È da quando sono piccola, che amo le storie. Quelle lette nei libri, che mi regalavano la certezza di una felicità reale, ascoltate di nascosto nelle chiacchiere in giro, raccontate. Ed una in particolare, mi accompagna da sempre. Quella nata da colori sgargianti e profumi intensi, quasi nauseanti, e un sole torrido, che scotta la pianta dei piedi. La mia. È iniziata fantasticando su chi potessero essere i miei genitori indiani, e, come molti bimbi, quando venivo sgridata, sognavo di qualche padre maharaja e madre principessa, che alla scoperta delle angherie subite dalla loro perduta piccina, accorressero a fare giustizia. Fantasie di bambina. Tra l’ altro, già allora, non vedevo alcuna contraddizione, tra il voler questi genitori principeschi e il tenermi stretti i miei genitori. Immaginavo una possibile convivenza di affetti, dove nessuno avrebbe tolto niente, mi sembrava così lineare, il mio affetto per tutti. Col tempo invece, questa certezza si è scontrata contro la paura, mia e di altri, paure non dette ma che leggevo, nei loro occhi, presi alla sprovvista dal mia necessità di sapere. La fiaba non esisteva più, avevo ormai troppa consapevolezza, per sapere che non c’ erano stati principi e principesse nel mio passato, ma molto dolore, inferto e subito, e il peso di un abbandono, a cui credevo possibile trovare un colpevole. Non riuscendo a trovarne uno, pensai di esserlo io, per molto tempo. Servì un viaggio in India, per iniziare a scrivere la mia storia con occhi nuovi. Indispensabile, anni dopo, un bimbo nella pancia, e poi tra le braccia, per trovare incastri nuovi e una visione d’ insieme. Nel mezzo molti libri, studio, persone. Adesso tengo la mia storia, quella mi racconto nel tempo, come una compagna di viaggio preziosa, che muta al cambiare del mio sentire, ma mantiene alcune certezze, a cui torno quando mi sento persa.
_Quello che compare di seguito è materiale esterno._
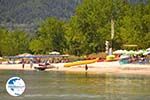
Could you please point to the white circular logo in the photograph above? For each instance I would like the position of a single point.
(15, 86)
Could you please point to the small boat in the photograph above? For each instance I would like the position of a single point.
(43, 67)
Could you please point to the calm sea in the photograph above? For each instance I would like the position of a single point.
(62, 86)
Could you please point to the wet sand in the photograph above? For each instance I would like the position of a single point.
(95, 68)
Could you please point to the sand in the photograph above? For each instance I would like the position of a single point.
(95, 68)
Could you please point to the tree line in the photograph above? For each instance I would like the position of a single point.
(86, 31)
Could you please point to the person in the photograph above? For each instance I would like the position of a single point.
(86, 67)
(23, 63)
(31, 63)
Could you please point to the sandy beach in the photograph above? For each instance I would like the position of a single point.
(94, 68)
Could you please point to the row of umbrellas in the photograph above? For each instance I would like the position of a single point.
(28, 55)
(131, 52)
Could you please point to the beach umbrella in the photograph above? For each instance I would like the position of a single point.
(119, 52)
(146, 53)
(148, 49)
(139, 52)
(25, 55)
(54, 53)
(124, 56)
(131, 52)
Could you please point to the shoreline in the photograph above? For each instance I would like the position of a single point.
(95, 68)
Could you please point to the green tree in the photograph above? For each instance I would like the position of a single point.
(50, 37)
(13, 42)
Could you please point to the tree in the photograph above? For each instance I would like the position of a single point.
(13, 42)
(50, 37)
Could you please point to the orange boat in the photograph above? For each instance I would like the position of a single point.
(81, 62)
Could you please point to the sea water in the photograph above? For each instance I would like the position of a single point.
(41, 85)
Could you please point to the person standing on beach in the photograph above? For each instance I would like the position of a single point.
(86, 67)
(31, 63)
(23, 63)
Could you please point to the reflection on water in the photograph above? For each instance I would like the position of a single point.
(61, 86)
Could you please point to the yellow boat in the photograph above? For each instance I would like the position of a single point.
(80, 62)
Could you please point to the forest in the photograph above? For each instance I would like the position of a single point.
(86, 30)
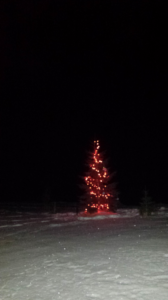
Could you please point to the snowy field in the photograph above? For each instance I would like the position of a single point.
(71, 257)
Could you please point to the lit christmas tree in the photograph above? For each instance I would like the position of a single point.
(100, 192)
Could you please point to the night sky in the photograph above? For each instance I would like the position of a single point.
(75, 70)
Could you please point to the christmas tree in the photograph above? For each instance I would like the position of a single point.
(100, 193)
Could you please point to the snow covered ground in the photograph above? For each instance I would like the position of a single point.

Da qui, e dal mio amore per fiabe e miti, è nata l’ idea dei laboratori di scrittura in ambito adottivo. Perché, se le vite di tutti, a me paiono storie da scrivere, certo quelle dei figli adottati, sono sempre emozionanti da raccontare, e spesso rocambolesche. La fiaba, con la sua struttura al tempo stesso ben definita, con elementi che ritornano, ma con maglie larghe in cui possano trovare spazio innumerevoli sfumature, mi è parsa un buon mezzo, per avvicinarsi al proprio vissuto, con una sorta di rete di protezione. È provare l’opportunità di raccontare alle proprie paure, incertezze o curiosità di bambini, una storia che non nasconde, ma elabora anche i passaggi dolorosi o sconosciuti. Nelle storie di adozione, ci sono vuoti di informazioni, notizie vaghe o invece dettagliati ricordi di un’altra vita, sia essa di mancanze o serenità perdute, tutte componenti che meritano ascolto, e spazio dentro ciascuno. Trovo emozionante provare a costruire la propria storia, regalandosi il tempo di maneggiarla, con la cura dovuta, e la fantasia per farla volare alta, slegata dalla sola verità di informazione, una storia leggera, che suoni familiare a sé stessi, che tenga in sé ogni parte di noi. Raccontarsi per riappropriarsi di tutti i pezzi, provare a ricomporli, con carta e penna, le dita dirette interpreti dei pensieri, tenendo traccia di tutto ciò che si scrive, per poterci tornare, per trasformare o magari per confermare la propria storia. una narrazione che sia strumento, da utilizzare liberamente e declinata nella forma che più ci è vicina e ci risuona dentro.
Da un po’ di tempo, racconto al piccolo Elia la mia storia, a lui piace molto, e ancor di più gli piace raccontarmela; così mi consegna una nuova fiaba tutta per me, in cui io sono piccola e sola, nella Lalindia, e lui col papà, viene a prendermi, cavalcando un elefante e sconfiggendo leoni, tigri e coccodrilli. Alla fine, mi chiede sempre “sei felice che ti ho portato qui, da Lalindia?”. Ed io sempre rispondo “molto felice, per fortuna che sei arrivato tu a salvarmi”, ancora non sa quanto sia vero, come tutti i bimbi, agisce, prima ancora di sapere, o forse sapendolo, così in profondità da non aver necessità di spiegarlo.